There’s many ways to answer this question, and some answers may slant the argument heavily one way or the other. I’ll try to give you an unbiased way of looking at the issue.
First, let’s assume you’re in your house for the next 25-30 years, so we can ‘put a pin’ in the question of how much does it add to the home’s resale value (quite a bit, by the way – that will be covered in another blog later).
So most panels today are guaranteed to perform at 80% or better for the first 25 years – in fact Mage are now guaranteeing 30 year performance.

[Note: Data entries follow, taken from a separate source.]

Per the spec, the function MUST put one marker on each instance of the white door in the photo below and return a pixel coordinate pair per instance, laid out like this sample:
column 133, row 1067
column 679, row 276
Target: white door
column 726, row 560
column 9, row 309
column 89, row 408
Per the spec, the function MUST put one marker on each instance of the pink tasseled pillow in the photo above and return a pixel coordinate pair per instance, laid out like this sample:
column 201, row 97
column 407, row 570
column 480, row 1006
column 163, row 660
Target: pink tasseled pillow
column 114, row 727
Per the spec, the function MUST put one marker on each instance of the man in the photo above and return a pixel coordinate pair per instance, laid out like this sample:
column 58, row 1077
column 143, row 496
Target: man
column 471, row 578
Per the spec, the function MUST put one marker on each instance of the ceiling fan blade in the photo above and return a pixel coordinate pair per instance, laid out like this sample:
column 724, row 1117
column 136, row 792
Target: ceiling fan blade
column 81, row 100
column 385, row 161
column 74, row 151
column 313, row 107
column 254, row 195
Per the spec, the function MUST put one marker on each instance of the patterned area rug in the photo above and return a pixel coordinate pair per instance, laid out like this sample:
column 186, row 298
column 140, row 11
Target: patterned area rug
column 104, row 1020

Let’s look at an average example: Medium sized house with a $200/month light bill. A safe assumption is an increase in utility rates of 3% per year (most people will agree on the 5% to 10% range). This means that as the owner of this house you have agreed to hand over more than $27,500 to the utility company in the next 10 years, with no choice (unless you like sitting in the dark with no A/C or heat).
But a photo-voltaic system that would generate enough electricity to get your bill to a ‘net zero’ will cost in the $50,000 to $70,000 range – let’s assume $60,000 for this example. There may be local utility company rebates available to reduce this amount quite a bit. But if not, there’s still currently the Federal Government Tax Credit for 30% of this figure – $18,000, which means you’ll have spent $42,000 for 25 years+ of electricity. If the panels all stop working 1 day after the 25 years is up, you will have paid $42,000 for over $110,000 worth of electricity (what the utility company will take from you whether you like it or not over the next 25 years). If the panels last for their expected life of around 40 years, you’ll be getting a whopping $180,000+ value for your $42,000 spend.
So it’s a ‘no-brainer’ – of course it’s worth doing. Who doesn’t like the idea of pocketing an extra $70,000 or so?
And regarding the argument that it’s $60,000 now, not spread out over years to come? – Finance it! – you didn’t write a check out for your house did you? – Any big ticket item like this is probably going to be financed.